Step 4: Prove the alert is not trigger-happy

In a Python shell, show that a brief blip does not page:

python -c "import oncall as o; slo=o.SLO('x',0.99); print(o.alert(slo, [True]*98+[False]*2, [True]*999+[False]*1))"

You should now see: ('ok', None, ...) — 2% bad in the fast window is not a fast burn, and the slow window is healthy, so nobody is woken. A trustworthy pager only fires when a human must act.

Part B: work the incident

Step 5: See the triage

Look at section C of the demo output:

==== C. TRIAGE: open and classify the incident ====
opened INC-001  severity=sev1  status=open

The alert opened an Incident and the symptom was named model_provider_outage. Naming the symptom is what lets you pick the right runbook. Triage is matching the failure to a known play.

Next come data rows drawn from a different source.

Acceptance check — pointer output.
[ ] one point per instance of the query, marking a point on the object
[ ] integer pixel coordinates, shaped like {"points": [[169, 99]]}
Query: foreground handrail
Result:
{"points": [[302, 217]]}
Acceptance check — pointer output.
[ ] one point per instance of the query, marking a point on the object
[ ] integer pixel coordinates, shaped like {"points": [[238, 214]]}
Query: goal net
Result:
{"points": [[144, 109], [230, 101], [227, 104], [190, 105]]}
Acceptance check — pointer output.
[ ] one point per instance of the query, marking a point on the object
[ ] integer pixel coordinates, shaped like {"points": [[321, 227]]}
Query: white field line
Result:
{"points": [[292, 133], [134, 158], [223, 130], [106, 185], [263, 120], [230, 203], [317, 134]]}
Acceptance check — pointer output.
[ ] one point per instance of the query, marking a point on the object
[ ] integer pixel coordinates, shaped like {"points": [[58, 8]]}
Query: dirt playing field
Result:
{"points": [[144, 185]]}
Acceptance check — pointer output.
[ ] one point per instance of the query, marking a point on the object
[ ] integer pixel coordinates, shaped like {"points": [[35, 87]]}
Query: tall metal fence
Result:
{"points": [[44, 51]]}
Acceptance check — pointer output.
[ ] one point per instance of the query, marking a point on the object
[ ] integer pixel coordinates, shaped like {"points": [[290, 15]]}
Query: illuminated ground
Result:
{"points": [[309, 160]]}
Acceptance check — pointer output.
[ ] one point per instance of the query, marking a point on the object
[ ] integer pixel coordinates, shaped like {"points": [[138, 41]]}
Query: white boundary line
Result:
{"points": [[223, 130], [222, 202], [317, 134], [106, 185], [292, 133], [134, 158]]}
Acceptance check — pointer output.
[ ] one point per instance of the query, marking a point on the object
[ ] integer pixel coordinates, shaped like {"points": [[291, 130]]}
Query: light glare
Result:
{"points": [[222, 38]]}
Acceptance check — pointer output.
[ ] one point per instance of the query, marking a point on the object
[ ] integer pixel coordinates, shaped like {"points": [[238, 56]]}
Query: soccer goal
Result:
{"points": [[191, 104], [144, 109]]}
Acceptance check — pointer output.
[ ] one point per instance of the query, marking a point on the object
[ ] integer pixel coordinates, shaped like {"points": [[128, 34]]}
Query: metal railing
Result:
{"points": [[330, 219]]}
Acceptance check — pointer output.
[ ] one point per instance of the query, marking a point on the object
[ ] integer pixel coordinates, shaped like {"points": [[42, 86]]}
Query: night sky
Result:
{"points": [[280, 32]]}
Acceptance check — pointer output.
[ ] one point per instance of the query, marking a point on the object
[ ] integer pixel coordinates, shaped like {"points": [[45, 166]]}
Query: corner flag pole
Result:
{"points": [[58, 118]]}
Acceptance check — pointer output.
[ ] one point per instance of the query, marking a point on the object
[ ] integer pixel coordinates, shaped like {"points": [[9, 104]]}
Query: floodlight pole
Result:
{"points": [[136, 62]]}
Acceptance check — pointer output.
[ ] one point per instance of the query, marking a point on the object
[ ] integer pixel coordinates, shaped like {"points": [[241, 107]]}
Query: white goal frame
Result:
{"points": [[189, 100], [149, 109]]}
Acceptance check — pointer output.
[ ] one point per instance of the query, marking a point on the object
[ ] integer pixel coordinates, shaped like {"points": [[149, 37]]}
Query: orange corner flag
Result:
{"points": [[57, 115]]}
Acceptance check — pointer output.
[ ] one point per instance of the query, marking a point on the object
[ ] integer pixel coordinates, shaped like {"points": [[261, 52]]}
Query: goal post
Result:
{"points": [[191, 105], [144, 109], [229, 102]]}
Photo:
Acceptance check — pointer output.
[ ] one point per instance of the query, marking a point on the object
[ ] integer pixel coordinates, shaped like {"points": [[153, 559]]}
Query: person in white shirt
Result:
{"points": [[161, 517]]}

Step 6: Follow the runbook to recovery

Look at section D:

==== D. MITIGATE: follow the runbook until healthy ====
  - Switch to the fallback model                  SLI now 85%
  - Serve cached answers where possible           SLI now 95%
  - Shed low-priority traffic                     SLI now 100%
INC-001 status=resolved  after 3 mitigation step(s)

Each step is a safe, reversible mitigation; health climbs back after each one; run_runbook stops as soon as the SLI recovers. Open runbook.py and read RUNBOOKS and run_runbook. You stopped the bleeding before diagnosing the root cause, that is the right order.

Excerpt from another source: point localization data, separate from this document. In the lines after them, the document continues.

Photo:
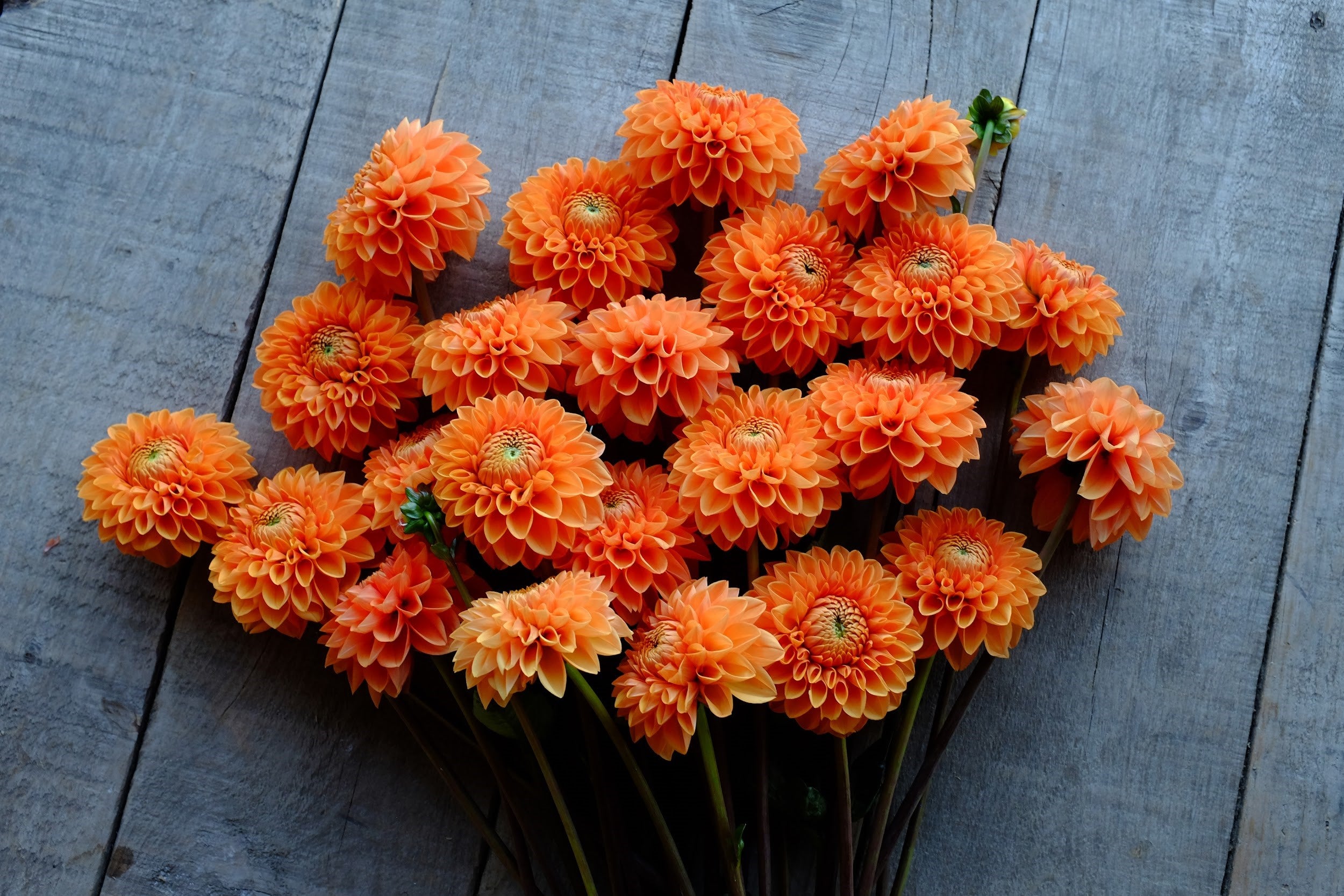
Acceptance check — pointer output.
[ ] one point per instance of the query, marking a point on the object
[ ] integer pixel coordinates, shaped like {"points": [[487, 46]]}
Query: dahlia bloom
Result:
{"points": [[291, 548], [416, 198], [702, 644], [933, 286], [589, 233], [162, 484], [509, 640], [756, 465], [1127, 472], [522, 477], [912, 162], [897, 424], [337, 371], [847, 636], [648, 358], [969, 582], [1063, 308], [711, 143], [776, 278]]}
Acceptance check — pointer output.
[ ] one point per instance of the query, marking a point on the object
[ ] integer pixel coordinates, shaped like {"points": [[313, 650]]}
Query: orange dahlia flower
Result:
{"points": [[416, 198], [337, 371], [933, 286], [509, 640], [522, 477], [1063, 308], [702, 644], [643, 542], [711, 143], [897, 422], [848, 639], [1112, 440], [648, 356], [912, 162], [510, 345], [159, 485], [589, 233], [291, 548], [756, 465], [967, 579]]}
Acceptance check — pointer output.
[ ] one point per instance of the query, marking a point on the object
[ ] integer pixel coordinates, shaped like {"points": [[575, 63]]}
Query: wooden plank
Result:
{"points": [[148, 152]]}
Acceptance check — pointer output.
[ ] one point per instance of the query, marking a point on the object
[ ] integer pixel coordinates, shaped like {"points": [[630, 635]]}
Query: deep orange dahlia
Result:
{"points": [[756, 465], [1063, 308], [711, 143], [933, 286], [510, 345], [159, 485], [967, 579], [291, 548], [1108, 434], [897, 424], [522, 477], [337, 371], [511, 639], [416, 198], [848, 639], [647, 358], [702, 644], [912, 162], [589, 233]]}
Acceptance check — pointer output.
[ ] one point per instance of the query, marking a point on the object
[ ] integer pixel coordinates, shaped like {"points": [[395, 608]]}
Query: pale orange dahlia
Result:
{"points": [[522, 477], [291, 548], [510, 345], [969, 582], [337, 371], [589, 233], [416, 198], [933, 286], [756, 465], [848, 639], [1063, 308], [646, 359], [912, 162], [162, 484], [1106, 437], [702, 644], [509, 640], [711, 143], [897, 424]]}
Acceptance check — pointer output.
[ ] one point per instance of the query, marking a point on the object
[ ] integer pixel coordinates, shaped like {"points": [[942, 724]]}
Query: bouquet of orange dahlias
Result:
{"points": [[590, 486]]}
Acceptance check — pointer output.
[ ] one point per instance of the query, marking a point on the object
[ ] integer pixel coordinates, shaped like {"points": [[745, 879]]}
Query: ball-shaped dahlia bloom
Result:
{"points": [[756, 465], [291, 548], [969, 582], [933, 286], [647, 361], [510, 345], [711, 143], [848, 639], [703, 644], [914, 160], [509, 640], [776, 278], [588, 233], [416, 198], [522, 477], [162, 484], [897, 424], [335, 372], [1065, 310], [1112, 447]]}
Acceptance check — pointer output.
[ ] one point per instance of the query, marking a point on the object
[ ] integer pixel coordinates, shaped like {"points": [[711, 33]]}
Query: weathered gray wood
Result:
{"points": [[146, 157]]}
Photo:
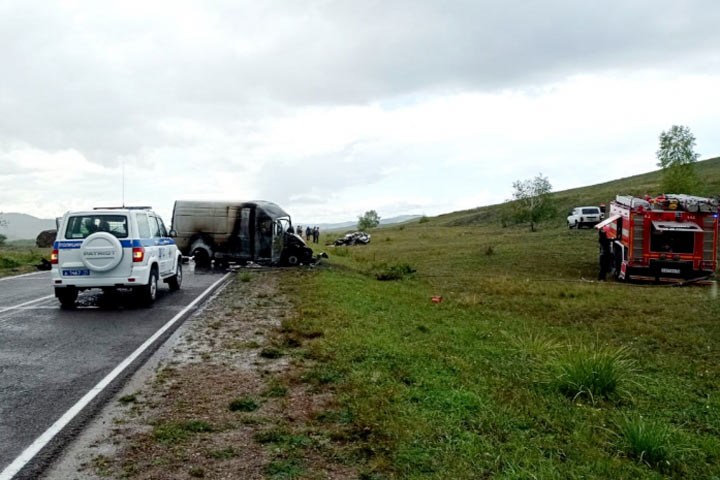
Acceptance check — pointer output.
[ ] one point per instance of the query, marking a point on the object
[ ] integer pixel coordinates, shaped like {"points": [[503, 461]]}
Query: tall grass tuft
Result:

Step 7: Read the postmortem and the regression case

Sections E and F print the blameless postmortem (written straight from the timeline) and the regression eval case the incident produced:

id: regression-INC-001 ... expect: service stays within SLO / degrades safely under this condition

You should now see: the incident is now guarded three ways, an alert, a runbook, and a test (M26).

Step 8: Make it your own

Change the outage severity and watch the response change. In a shell:

python -c "import oncall as o; slo=o.SLO('x',0.99); print(o.alert(slo, [True]*970+[False]*30, [True]*920+[False]*80))"

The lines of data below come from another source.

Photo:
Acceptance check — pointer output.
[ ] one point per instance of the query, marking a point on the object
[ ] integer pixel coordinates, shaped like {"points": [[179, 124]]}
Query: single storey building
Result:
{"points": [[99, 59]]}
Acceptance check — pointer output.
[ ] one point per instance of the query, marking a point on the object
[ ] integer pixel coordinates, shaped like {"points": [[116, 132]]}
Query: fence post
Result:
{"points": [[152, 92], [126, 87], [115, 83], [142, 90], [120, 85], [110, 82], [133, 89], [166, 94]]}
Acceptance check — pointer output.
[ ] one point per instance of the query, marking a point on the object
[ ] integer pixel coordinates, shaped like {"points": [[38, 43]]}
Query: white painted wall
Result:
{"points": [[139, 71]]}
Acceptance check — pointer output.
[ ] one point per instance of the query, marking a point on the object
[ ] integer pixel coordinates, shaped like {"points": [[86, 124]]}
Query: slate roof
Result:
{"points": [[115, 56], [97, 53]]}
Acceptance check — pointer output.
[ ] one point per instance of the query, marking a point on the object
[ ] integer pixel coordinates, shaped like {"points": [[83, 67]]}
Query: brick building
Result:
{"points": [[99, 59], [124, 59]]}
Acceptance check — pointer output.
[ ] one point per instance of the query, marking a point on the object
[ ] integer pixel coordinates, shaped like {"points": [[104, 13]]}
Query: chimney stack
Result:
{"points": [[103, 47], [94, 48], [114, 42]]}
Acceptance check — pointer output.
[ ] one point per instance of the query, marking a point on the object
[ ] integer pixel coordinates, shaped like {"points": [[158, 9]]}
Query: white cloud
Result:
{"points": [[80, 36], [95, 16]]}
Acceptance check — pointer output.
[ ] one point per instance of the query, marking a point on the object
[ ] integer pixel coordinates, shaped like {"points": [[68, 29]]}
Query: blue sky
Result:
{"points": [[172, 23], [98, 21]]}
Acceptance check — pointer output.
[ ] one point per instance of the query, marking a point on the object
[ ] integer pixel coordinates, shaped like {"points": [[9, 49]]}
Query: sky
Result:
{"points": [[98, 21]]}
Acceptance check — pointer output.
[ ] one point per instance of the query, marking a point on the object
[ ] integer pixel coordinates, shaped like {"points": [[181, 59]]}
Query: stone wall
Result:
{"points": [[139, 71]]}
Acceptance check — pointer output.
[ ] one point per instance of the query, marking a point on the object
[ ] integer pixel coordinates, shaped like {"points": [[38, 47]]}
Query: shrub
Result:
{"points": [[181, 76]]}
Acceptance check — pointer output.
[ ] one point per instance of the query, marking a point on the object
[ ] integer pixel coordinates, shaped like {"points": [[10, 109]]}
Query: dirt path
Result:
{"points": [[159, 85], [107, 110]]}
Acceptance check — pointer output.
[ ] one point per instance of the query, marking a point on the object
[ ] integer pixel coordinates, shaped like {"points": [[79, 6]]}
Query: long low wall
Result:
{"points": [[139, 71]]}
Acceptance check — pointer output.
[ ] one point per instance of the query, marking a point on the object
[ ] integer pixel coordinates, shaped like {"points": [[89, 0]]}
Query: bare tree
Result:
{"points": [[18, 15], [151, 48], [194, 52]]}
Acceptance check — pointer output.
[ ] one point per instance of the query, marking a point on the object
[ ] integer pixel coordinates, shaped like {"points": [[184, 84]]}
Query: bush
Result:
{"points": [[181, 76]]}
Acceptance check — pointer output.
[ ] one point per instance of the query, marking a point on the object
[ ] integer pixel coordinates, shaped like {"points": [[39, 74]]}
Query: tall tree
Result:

You should now see: the fast window is now only burning 3x (under the page threshold) but the slow window is burning 8x, so you get a calmer ('page', 'sev2', ...), a sustained problem, not a flash fire.

Step 9: Show it

Post in the chat your postmortem from section E, or the one line from section F where your incident became a regression test.

If you get stuck

ModuleNotFoundError: oncall -> run from inside the folder that has oncall.py and runbook.py.
The numbers differ from this lab -> the demo is deterministic; if you edited the windows, your burn rates change too. Re-read burn_rate: it is bad_fraction / error_budget.
"Why did it not page?" -> check the fast window. A page needs a hot fast burn; a healthy fast window with a warm slow window is a ticket, by design.

Check yourself

Why is a 100% success target a mistake, and what is the error budget for?

100% is impossibly expensive and leaves no room to ship changes. The error budget is the failure your SLO deliberately allows (1% if the objective is 99%). While budget remains you can ship; when it is spent you stop and fix reliability. It turns "are we reliable enough?" into a number.

Why alert on burn rate over two windows instead of on the raw error rate?

The raw rate pages on every harmless blip (you learn to ignore it) or too late (you miss the outage). Burn rate is how fast you are spending the budget; the fast window catches real fires while the slow window confirms it is sustained, so the pager only fires when a human must act now.

Why mitigate before finding the root cause?

Users are hurting now. Mitigations (fallback model, cache, shed load) are safe, reversible moves that stop the bleeding immediately. Root-cause diagnosis can take hours; you do it after the service is healthy again, not before.

What makes a postmortem "blameless," and why does it matter?

It blames the system and its gaps ("no canary on the deploy"), never a person ("Sam pushed it"). Blame makes people hide incidents; blameless makes them share, so the whole team learns and the fix (often a new regression test) actually gets built.